The aim of this review is to describe the field-theoretical foundations of Brout-Englert-Higgs (BEH) physics, and to show how the usual phenomenology arises from it. This requires to give a precise and gauge-invariant meaning to the underlying physics. This is complicated by the fact that concepts like the Higgs vacuum expectation value or the separation between confinement and the BEH effect loose their meaning beyond perturbation theory. This is addressed by carefully constructing the corresponding theory space and the quantum phase diagram. The physical spectrum needs then to be also given in terms of gauge-invariant, i. e. composite, states. Using gauge-invariant perturbation theory, as developed by Froehlich, Morchio, and Strocchi, it is possible to rederive conventional perturbation theory. This derivation explicitly shows why the description of the standard model in terms of the unphysical, gauge-dependent, elementary states of the Higgs and W-bosons and Z-boson, but also of the elementary fermions, is adequate and successful.
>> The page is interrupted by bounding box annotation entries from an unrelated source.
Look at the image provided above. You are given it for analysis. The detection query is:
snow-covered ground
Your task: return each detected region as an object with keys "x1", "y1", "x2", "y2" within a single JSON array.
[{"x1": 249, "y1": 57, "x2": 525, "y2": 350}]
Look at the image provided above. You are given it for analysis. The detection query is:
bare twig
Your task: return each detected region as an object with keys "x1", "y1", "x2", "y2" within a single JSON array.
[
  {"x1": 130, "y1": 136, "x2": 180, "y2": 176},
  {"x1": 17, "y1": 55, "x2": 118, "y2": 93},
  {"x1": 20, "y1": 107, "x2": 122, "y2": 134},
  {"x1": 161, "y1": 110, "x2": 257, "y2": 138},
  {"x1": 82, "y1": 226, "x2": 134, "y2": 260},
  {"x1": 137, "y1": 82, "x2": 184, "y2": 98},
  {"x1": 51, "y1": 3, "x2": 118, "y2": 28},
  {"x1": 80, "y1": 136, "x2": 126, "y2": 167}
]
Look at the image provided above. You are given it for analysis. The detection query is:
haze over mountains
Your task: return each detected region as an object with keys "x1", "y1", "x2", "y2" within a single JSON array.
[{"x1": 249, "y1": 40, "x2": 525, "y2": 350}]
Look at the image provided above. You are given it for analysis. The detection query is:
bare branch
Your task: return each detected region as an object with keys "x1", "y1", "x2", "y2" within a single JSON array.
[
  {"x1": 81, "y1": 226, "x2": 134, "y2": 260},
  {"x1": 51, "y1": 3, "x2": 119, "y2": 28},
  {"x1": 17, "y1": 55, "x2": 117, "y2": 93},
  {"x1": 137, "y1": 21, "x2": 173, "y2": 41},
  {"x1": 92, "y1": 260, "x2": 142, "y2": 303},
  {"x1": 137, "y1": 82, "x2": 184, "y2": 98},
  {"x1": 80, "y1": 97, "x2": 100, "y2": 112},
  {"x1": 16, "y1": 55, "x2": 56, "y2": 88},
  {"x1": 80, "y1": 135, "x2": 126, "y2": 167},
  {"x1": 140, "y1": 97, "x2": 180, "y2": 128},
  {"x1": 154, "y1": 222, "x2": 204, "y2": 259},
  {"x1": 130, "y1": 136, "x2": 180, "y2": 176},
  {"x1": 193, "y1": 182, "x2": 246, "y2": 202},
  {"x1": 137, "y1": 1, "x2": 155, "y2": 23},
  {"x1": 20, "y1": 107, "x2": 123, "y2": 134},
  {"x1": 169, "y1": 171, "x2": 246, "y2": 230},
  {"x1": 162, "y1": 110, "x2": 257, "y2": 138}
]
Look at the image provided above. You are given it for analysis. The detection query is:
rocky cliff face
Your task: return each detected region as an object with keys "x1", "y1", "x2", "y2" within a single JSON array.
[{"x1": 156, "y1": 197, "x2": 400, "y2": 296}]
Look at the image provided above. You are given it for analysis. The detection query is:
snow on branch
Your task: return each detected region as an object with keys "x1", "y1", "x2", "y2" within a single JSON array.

These are unavoidable consequences of the field theory underlying the standard model, from which the usual picture emerges. The validity of this emergence can only be tested non-perturbatively. Such tests, in particular using lattice gauge theory, will be reviewed as well. They fully confirm the underlying mechanisms. It will be seen that the structure of the standard model is very special, and qualitative changes occur beyond it. The extension beyond the standard model will therefore also be reviewed. Particular attention will be given to structural differences arising for phenomenology. Again, non-perturbative tests of these results will be reviewed. Finally, to make this review self-contained a brief discussion of issues like the triviality and hierarchy problem, and how they fit into a fundamental field-theoretical formulation, is included.

中文翻译：

---

布劳特-恩格勒特-希格斯物理学：从基础到现象学

这篇综述的目的是描述布劳特-恩格勒特-希格斯 (BEH) 物理学的场论基础，并展示通常的现象学是如何从中产生的。这需要为基础物理赋予精确且规范不变的含义。由于诸如希格斯真空期望值或限制与 BEH 效应之间的分离等概念在扰动理论之外失去了其意义，这一事实使情况变得复杂。这是通过仔细构建相应的理论空间和量子相图来解决的。然后还需要根据规范不变（即复合）状态给出物理谱。使用由 Froehlich、Morchio 和 Strocchi 开发的规范不变扰动理论，可以重新推导传统的扰动理论。这个推导清楚地说明了为什么根据希格斯和 W 玻色子和 Z 玻色子的非物理、规范相关的基本状态以及基本费米子的非物理、规范相关的基本状态来描述标准模型是充分和成功的。这些是作为标准模型基础的场论不可避免的结果，通常的图景由此而出现。这种出现的有效性只能无扰动地进行测试。这些测试，特别是使用格子规范理论，也将被审查。他们完全证实了潜在的机制。可以看出，标准模型的结构非常特殊，超出它就会发生质的变化。因此，还将审查超出标准模型的扩展。将特别注意现象学引起的结构差异。再次，将对这些结果的非微扰测试进行审查。最后，为了使这篇评论自成一体，包括对琐碎性和层次问题等问题的简要讨论，以及它们如何适合基本的场论公式。